RATUSAN PEREMPUAN KOMUNITAS DI BANDA ACEH DILATIH PENDIDIKAN POLITIK

advertise here
Rate this posting:
{[["☆","★"]]}
>


Banda Aceh, 11/10/19 – Ratusan perempuan akar rumput di kota Banda Aceh mendapatkan pelatihan pendidikan politik di tingkat komunitas pada 9-10 Oktober 2019 di Hotel de Pade, Banda Aceh.

“Tujuan pertemuan hari ini untuk meningkatkan kapasitas perempuan Banda Aceh agar bisa berpartitisipasi lebih maksimal dalam mengambil keputusan di tingkat gampong, begitu juga di tingkat kota. Kita juga ingin membangun konsilidasi jaringan perempuan di kota Banda Aceh, sehingga kita bisa menjadi komunitas atau forum besar yang bisa bersama memperjuangkan hak perempuan dan memajukan hak perempuan di Banda Aceh,” kata Khairani Arifin, mewakili direktur Flower Aceh dalam sambutannya pada pelatihan pendidikan politik komunitas dengan tema“Memperkuat Kepemimpinan Perempuan Akar Rumput Untuk Kota Banda Aceh Gemilang.”

Khairani menjelaskan keberadaan kelompok perempuan di desa sangatlah penting. Kelompok tersebut bisa menjadi wadah untuk memperkuat kepemimpinan perempuan akar rumput untuk mencapai keadilan dan kesetaraan gender serta pemenuhan hak-hak perempuan mulai dari tingkat desa sampai ke tingkat nasional, bahkan kelak dapat terkait dengan gerakan perempuan komunitas di tingkat internasional.

Selain itu, Khairani menambahkan keberadaan kelompok-kelompok perempuan potensial bisa mengisi peran-peran strategis untuk mendukung juga berkontribusi memperkuat nilai-nilai keberpihakan kepada kelompok masyarakat miskin dan perempuan yang selama ini menjadi korban ketidakadilan, untuk bersama-sama secara aktif dan kritis melakukan perubahan, baik di ranah politik, social, ekonomi dan pendidikan yang berpihak kepada perempuan.

Media Yulizar kepala Dinas Pemberdayaan Perempuan Perlindungan Anak Pengendalian Penduduk Dan keluarga Berencana (P3AP2KB) kota Banda Aceh dalam sambutannya menyampaikan pentingnya kaderisasi perempuan akar rumput untuk memastikan perempuan-perempuan bisa berdaya dalam segala bidang dan dapat berpartisapasi aktif dalam pengambilan keputusan di tingkat gampong. “Ini sesuai dengan misi ke-tujuh darikota Banda Aceh yaitu memperkuat pemberdayaan perempuan dan perlindungan anak. Salah satu wujudnya adalah adanya pendidikan politik bagi perempuan,” kata Media dalam sambutannya.

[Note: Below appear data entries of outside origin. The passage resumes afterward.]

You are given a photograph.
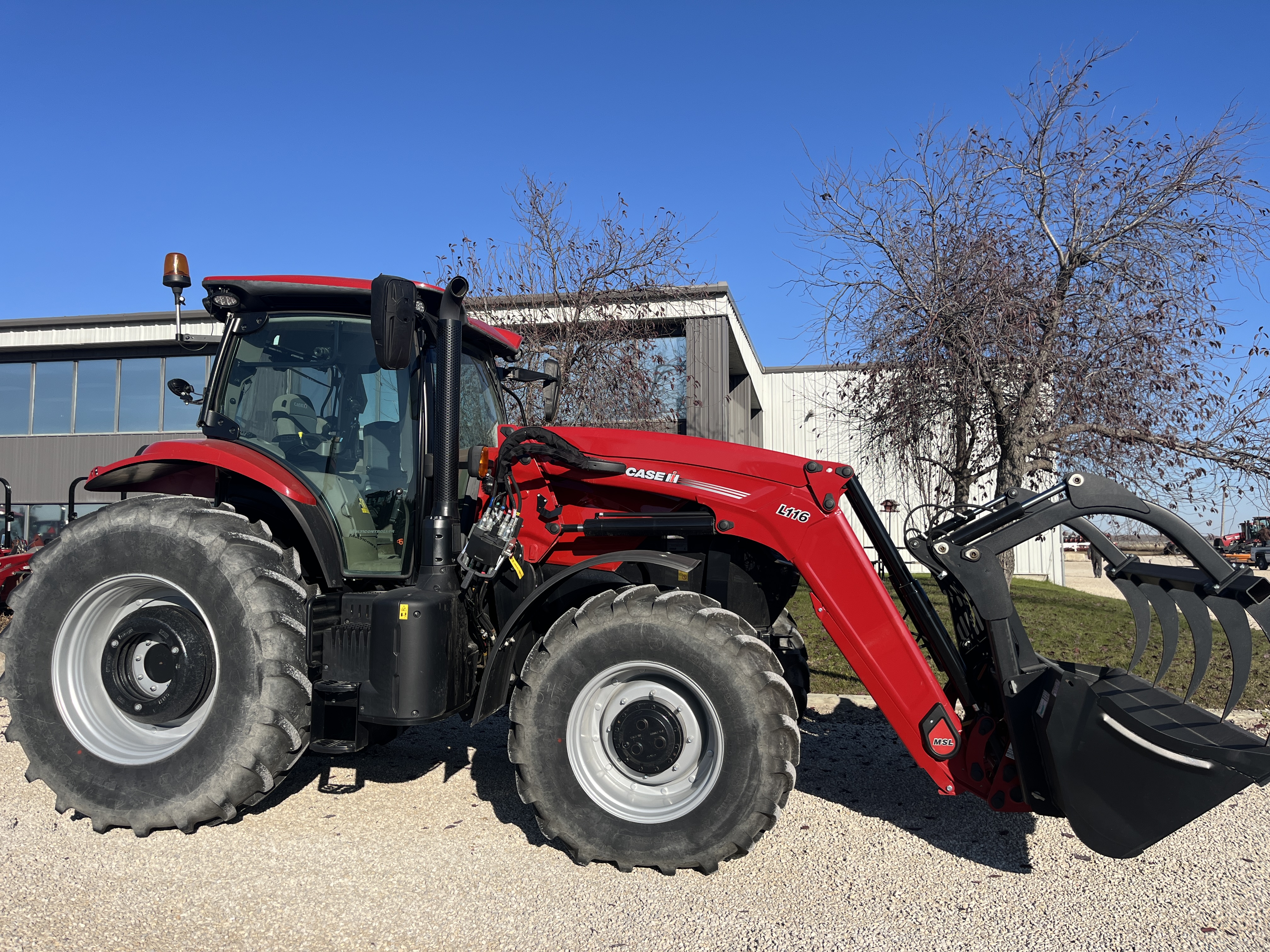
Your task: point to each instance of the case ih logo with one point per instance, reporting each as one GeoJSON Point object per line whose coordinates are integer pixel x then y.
{"type": "Point", "coordinates": [653, 475]}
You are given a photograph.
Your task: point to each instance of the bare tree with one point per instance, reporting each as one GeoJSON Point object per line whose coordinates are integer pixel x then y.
{"type": "Point", "coordinates": [1046, 296]}
{"type": "Point", "coordinates": [591, 298]}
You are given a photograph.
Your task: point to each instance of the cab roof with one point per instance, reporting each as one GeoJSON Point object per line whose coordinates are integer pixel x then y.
{"type": "Point", "coordinates": [294, 292]}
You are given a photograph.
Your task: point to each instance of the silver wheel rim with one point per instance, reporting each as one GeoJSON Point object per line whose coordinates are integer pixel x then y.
{"type": "Point", "coordinates": [614, 786]}
{"type": "Point", "coordinates": [79, 691]}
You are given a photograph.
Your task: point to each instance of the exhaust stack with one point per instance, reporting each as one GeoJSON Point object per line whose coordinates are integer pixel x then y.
{"type": "Point", "coordinates": [445, 488]}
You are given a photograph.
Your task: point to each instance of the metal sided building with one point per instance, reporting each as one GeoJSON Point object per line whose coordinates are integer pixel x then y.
{"type": "Point", "coordinates": [81, 391]}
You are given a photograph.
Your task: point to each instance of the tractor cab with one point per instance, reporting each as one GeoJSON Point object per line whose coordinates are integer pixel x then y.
{"type": "Point", "coordinates": [298, 379]}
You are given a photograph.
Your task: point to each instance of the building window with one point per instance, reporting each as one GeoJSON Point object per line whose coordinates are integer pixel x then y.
{"type": "Point", "coordinates": [16, 399]}
{"type": "Point", "coordinates": [140, 388]}
{"type": "Point", "coordinates": [98, 397]}
{"type": "Point", "coordinates": [97, 389]}
{"type": "Point", "coordinates": [55, 384]}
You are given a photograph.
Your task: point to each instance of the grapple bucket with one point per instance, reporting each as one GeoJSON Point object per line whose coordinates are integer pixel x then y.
{"type": "Point", "coordinates": [1124, 760]}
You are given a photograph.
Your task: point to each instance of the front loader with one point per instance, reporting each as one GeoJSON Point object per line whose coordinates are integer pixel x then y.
{"type": "Point", "coordinates": [361, 544]}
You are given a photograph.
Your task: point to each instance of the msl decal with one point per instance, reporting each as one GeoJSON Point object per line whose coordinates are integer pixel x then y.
{"type": "Point", "coordinates": [796, 514]}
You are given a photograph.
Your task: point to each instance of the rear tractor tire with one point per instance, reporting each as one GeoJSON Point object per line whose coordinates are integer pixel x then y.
{"type": "Point", "coordinates": [155, 664]}
{"type": "Point", "coordinates": [653, 730]}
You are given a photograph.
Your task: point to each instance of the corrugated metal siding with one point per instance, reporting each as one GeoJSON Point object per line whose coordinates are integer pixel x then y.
{"type": "Point", "coordinates": [708, 377]}
{"type": "Point", "coordinates": [41, 469]}
{"type": "Point", "coordinates": [799, 421]}
{"type": "Point", "coordinates": [92, 333]}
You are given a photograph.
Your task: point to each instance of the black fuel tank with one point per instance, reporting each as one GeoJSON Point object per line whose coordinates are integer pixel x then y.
{"type": "Point", "coordinates": [417, 654]}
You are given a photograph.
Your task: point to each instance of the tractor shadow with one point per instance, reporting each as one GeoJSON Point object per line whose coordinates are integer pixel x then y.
{"type": "Point", "coordinates": [853, 757]}
{"type": "Point", "coordinates": [417, 753]}
{"type": "Point", "coordinates": [850, 757]}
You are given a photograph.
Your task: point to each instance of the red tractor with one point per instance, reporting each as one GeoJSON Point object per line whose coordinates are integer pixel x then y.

Media mengatakan Pemko Banda Aceh telah banyak melakukan kegiatan-kegiatan terkait dengan pemberdayaan perempuan, salah satunya bisa kita lihat naiknya angka terpilihnya perempuan dan musrena yang merupakan pilot project dan mulai diikuti oleh kabupaten-kabupaten yang lain. Dimana ruang perempuan untuk terlibat dalam perencanaan tidak hanya di tingkat kabupaten, tapi juga di gampong.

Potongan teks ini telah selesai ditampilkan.